Agora, não escrevemos mais cartas. Faz tempo. Até e-mail tem se tornado algo obsoleto. Ligação então, nem se fala. Saudades de passar horas no telefone enrolando o fio de cabelo e olhando para o próprio pé enquanto luto para dizer tchau. Aquele charme do primeiro você-não-primeiro-você-vamos-lá-juntos-no-três se perdeu, junto com tantas outras coisas que pareciam bobas e essenciais, mas agora estão enterradas no museu do esquecimento. Exibimos fotos sorridentes enquanto estamos sentados de pijama velho no quarto bagunçado, porque é mais fácil que sair de casa e abrir-se para a vida. A vida acontece lá fora, mas vejo cada vez mais as luzes acesas pelas janelas dos prédios madrugada adentro. Luzes acesas por pessoas que confinadas, a ponto de se sufocar em sua própria solidão, esperam que algo aconteça.
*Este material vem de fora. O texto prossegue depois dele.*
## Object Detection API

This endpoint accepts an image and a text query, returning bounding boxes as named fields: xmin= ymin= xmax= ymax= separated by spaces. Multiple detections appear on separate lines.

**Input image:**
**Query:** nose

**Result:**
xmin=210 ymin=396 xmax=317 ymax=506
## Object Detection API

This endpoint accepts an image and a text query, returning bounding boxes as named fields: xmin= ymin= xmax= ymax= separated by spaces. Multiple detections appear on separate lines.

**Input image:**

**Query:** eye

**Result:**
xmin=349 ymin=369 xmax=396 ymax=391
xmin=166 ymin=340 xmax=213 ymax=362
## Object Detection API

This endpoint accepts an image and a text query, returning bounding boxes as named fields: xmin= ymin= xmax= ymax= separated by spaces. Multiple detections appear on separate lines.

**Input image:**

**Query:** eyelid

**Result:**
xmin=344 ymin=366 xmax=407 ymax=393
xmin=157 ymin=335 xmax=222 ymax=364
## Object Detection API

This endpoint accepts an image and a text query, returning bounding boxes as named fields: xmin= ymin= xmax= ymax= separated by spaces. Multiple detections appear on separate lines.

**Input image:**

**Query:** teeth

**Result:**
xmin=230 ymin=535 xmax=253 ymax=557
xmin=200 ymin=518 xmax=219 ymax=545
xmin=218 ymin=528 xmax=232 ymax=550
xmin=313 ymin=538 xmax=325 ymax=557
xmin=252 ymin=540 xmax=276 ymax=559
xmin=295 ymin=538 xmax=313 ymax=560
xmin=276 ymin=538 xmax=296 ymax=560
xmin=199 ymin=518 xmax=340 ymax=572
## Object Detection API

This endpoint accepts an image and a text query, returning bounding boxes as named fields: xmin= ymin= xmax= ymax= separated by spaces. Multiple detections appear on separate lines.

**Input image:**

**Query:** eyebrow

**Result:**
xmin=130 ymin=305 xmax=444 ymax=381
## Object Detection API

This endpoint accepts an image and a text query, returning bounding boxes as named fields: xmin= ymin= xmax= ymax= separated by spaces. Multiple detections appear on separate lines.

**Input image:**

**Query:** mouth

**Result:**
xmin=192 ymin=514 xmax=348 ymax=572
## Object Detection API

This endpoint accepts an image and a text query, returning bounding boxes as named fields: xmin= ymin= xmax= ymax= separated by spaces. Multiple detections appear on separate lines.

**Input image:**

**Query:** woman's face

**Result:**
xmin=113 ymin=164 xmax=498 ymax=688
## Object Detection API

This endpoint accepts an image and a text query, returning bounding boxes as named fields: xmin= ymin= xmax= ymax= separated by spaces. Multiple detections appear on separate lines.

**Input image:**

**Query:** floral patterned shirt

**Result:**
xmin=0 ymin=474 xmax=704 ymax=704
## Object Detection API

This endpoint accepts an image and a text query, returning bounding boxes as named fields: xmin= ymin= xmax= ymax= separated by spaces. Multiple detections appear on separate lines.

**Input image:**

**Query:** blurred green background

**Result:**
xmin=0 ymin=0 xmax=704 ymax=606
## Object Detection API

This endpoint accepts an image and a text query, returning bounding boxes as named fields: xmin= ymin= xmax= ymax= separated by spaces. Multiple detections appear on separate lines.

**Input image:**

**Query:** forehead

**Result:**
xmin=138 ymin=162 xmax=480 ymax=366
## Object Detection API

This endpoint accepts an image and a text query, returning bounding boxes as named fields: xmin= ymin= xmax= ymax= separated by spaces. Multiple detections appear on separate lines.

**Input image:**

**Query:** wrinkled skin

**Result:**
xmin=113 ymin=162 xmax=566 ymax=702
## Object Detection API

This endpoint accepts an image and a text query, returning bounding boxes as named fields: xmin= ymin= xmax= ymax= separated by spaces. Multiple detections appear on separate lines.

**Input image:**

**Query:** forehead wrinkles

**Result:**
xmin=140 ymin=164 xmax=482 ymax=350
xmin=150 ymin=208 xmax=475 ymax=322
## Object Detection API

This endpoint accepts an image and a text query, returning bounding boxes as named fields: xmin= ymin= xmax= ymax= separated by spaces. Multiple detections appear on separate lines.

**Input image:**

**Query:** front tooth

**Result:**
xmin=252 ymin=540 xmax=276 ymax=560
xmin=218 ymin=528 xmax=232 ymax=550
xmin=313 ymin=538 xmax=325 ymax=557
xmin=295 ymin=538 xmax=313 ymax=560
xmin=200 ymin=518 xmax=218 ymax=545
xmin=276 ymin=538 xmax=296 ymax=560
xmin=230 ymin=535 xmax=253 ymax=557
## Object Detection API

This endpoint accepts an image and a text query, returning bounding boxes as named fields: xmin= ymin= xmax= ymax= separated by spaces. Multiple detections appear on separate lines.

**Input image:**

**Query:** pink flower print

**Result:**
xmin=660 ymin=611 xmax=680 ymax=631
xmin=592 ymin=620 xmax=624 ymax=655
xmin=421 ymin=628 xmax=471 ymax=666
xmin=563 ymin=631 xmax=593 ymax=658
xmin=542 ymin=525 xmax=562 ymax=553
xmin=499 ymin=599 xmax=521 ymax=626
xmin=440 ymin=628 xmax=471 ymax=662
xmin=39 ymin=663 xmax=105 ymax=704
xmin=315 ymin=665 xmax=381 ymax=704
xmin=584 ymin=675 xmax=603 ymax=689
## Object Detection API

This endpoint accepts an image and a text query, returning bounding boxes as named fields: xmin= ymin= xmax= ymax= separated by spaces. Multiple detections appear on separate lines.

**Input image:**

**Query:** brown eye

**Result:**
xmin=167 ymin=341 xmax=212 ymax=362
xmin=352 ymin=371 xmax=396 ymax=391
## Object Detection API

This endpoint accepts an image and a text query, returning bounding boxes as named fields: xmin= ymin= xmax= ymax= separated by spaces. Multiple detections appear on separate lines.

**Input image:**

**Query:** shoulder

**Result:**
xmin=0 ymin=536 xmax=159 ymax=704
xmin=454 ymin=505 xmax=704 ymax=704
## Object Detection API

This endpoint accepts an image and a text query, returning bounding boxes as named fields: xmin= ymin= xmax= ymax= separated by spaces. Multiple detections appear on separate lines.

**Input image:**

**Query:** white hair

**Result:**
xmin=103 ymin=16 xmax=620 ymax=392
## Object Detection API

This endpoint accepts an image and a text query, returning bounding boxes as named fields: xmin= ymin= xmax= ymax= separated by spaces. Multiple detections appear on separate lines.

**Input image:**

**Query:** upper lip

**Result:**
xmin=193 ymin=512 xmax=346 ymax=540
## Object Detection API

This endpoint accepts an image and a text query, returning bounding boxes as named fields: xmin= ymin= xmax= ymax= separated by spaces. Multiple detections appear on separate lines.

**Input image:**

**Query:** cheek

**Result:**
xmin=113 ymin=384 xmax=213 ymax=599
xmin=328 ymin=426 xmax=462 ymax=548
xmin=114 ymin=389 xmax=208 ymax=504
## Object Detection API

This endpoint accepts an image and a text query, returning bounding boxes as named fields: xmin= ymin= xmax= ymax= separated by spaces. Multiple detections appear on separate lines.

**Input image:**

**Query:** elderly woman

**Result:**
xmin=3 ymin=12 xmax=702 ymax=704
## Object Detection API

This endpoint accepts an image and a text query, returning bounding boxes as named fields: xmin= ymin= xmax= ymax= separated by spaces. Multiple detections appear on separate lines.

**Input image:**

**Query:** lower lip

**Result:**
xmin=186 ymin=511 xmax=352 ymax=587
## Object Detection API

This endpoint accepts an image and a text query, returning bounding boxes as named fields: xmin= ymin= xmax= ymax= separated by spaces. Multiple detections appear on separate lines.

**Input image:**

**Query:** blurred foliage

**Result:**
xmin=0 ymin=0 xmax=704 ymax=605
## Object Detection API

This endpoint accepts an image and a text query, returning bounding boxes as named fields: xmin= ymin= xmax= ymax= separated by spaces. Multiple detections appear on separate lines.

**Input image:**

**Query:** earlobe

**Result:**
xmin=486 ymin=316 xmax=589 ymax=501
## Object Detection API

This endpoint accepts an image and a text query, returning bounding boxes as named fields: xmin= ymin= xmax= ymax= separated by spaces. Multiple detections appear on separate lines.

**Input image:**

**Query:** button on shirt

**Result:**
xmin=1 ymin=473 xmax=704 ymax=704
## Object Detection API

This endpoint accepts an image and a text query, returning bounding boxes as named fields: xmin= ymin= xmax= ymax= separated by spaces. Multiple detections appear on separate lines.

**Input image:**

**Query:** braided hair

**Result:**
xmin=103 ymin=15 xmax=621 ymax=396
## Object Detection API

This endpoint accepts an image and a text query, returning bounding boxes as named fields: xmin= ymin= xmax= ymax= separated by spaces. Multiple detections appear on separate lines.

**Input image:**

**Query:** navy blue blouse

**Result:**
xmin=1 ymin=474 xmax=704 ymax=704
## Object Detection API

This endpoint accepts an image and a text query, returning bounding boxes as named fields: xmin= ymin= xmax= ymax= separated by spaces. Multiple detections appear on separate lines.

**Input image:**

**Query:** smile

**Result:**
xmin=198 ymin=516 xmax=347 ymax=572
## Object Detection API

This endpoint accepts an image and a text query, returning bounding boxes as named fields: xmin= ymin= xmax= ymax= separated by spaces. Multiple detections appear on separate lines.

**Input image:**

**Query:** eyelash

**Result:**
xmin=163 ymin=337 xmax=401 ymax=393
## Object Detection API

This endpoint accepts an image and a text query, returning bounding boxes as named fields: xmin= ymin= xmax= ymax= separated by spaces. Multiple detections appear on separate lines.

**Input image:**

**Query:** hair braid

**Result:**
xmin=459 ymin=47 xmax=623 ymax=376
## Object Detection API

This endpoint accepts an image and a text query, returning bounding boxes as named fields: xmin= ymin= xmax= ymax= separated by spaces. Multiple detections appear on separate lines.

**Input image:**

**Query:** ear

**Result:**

Mas não acontece. E quando acontece, se perde no próximo match. A oferta é grande. Não há mais paciência, não existe mais a magia de conhecer o outro – aliás, já escancaramos tudo, não é mesmo? Olhares perdidos não se cruzam mais, pois todos estão olhando para a mesma coisa: seu celular com seus mil aplicativos que servem para ajudar a fazer coisas que ninguém deveria nos ensinar, como conhecer pessoas, por exemplo. Lidamos com dez aplicativos ao mesmo tempo, mas não sabemos nos portar em uma conversa face to face com uma única pessoa. Não resistimos a ânsia de tirar uma foto no barzinho e dizer para todo mundo sobre como somos descolados, qual cerveja cara estamos bebendo e como a música está bombando, ao invés de simplesmente viver tudo isso sem escancarar para ninguém. Se quer saber, se o amor de Márquez fosse nos tempos do Tinder, e não do Cólera, jamais teria acontecido, afinal Florentino Ariza não teria enxergado Fermina Daza cruzar sua frente todos os dias, pois estaria ocupado demais distribuindo matchs no seu iphone de última geração.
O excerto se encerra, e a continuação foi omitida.